Kemungkinan yang kedua, apakah ini buatannya Muhammad? Kemungkinan ini juga jelas batil sebab Muhammad ﷺ adalah seorang individu dari Arab juga. Bagaimanapun jeniusnya, tetap ia sebagai seorang manusia yang menjadi salah satu anggota dari masyarakat atau bangsanya. Selama seluruh bangsa Arab tidak mampu menghasilkan karya yang serupa, maka masuk akal pula apabila Muhammad ﷺ—yang juga termasuk salah seorang dari bangsa arab— tidak mampu menghasilkan karya yang serupa. Di samping itu, bukti kongkret menunjukkan bahwa ketika Rasulullah ﷺ meyampaikan Al-Qur’an, tidak jarang bersamaan dengan beliau mengeluarkan hadits, bahkan sebagiannya mencapi derajat mutawatir. Ternyata tidak ada satupun dari hadits-hadits itu yang gaya bahasanya menyeruapi Al-Qur’an, sama sekali berbeda. Jadi jelas, ini bukan berasal dari Muhammad ﷺ.
Maka tinggallah kemungkinan yang ketiga bahwa ini adalah Kalamullah, firman Allah ﷻ, benar-benar perkataan Tuhan untuk umat manusia. Tidak ada kemungkinan lainnya.
Kita semua mengimani kebenaran Al-Qur’an sebagai kalamullah. Namun demikian, yang harus direnungi adalah jika kita meyakini ini datang dari Allah sebagai petunjuk bagi umat manusia, sebagai buku panduan kehidupan manusia, sebagai aturan yang membedakan mana yang benar dan salah, bukankah berari setiap ayat, setiap kalimat didalamnya wajib diimani dan wajib diterapkan ketika berbentuk amaliah praktis? Bukankah tidak boleh bagi kita melewatkan barang satu ayat saja untuk tidak diterapkan?
Bukankah setiap ayat yang senantiasa kita baca dan kita ulang-ulang serta berlomba mengkhatamkannya harus diambil seluruhnnya? Setiap aturan yang lahir darinya wajib diterapkan secara total?
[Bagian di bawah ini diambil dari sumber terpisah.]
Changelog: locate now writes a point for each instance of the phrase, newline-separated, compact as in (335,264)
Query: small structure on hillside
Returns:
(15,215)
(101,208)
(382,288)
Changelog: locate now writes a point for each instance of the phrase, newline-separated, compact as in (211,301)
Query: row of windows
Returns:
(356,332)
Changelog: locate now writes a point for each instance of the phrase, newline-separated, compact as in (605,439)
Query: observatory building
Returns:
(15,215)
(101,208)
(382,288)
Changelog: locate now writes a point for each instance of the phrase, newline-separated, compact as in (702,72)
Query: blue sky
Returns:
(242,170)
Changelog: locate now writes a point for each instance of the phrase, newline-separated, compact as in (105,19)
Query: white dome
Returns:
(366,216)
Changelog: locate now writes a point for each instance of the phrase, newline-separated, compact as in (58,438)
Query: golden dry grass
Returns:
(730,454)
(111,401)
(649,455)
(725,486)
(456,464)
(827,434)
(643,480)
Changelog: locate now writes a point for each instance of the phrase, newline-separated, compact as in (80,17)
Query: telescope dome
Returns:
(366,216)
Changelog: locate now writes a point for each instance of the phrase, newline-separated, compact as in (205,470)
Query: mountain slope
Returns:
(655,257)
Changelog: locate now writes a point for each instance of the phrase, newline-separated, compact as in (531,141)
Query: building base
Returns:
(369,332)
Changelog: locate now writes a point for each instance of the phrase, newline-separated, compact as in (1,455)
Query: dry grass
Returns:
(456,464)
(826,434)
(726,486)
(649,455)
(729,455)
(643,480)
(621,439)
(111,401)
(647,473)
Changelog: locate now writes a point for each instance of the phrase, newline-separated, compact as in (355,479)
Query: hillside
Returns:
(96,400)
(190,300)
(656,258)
Tapi mengapa hari ini justru banyak kita temui realitas yang tidak sama dengan yang Allah perintahkan? Sebut saja beberapa ayat berikut:
“Laki-laki maupun perempuan yang mencuri, potonglah tangan keduanya sebagai balasan atas perbuatan yang mereka lakukan dan sebagai siksaan dari Allah. Allah Mahaperkasa lagi Mahabijaksana,” (QS. Al-Maidah: 38).
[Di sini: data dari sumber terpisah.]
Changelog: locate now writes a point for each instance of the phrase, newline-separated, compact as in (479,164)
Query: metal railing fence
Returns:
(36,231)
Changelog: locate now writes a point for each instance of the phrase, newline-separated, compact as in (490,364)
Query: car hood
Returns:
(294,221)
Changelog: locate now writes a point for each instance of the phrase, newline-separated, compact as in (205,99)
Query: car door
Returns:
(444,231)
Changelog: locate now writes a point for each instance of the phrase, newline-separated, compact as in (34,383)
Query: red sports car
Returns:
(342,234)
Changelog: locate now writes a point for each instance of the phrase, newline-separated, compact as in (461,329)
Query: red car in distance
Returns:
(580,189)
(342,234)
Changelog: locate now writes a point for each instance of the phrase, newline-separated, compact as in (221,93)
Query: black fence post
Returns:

“Pezina perempuan dan pezina laki-laki, deralah masing-masing dari keduanya seratus kali dan janganlah rasa belas kasihan kepada keduanya mencegah kamu untuk (melaksanakan) agama (hukum) Allah jika kamu beriman kepada Allah dan hari kemudian. Hendaklah (pelaksanaan) hukuman atas mereka disaksikan oleh sebagian orang-orang mukmin,” (QS. An-Nur: 2).
“Wahai orang-orang yang beriman, diwajibkan kepadamu (melaksanakan) qishash berkenaan dengan orang-orang yang dibunuh. Orang merdeka dengan orang merdeka, hamba sahaya dengan hamba sahaya, dan perempuan dengan perempuan. Siapa yang memperoleh maaf dari saudaranya hendaklah mengikutinya dengan cara yang patut dan hendaklah menunaikan kepadanya dengan cara yang baik. Yang demikian itu adalah keringanan dan rahmat dari Tuhanmu. Siapa yang melampaui batas setelah itu, maka ia akan mendapat azab yang sangat pedih,” (QS. Al-Baqarah: 178).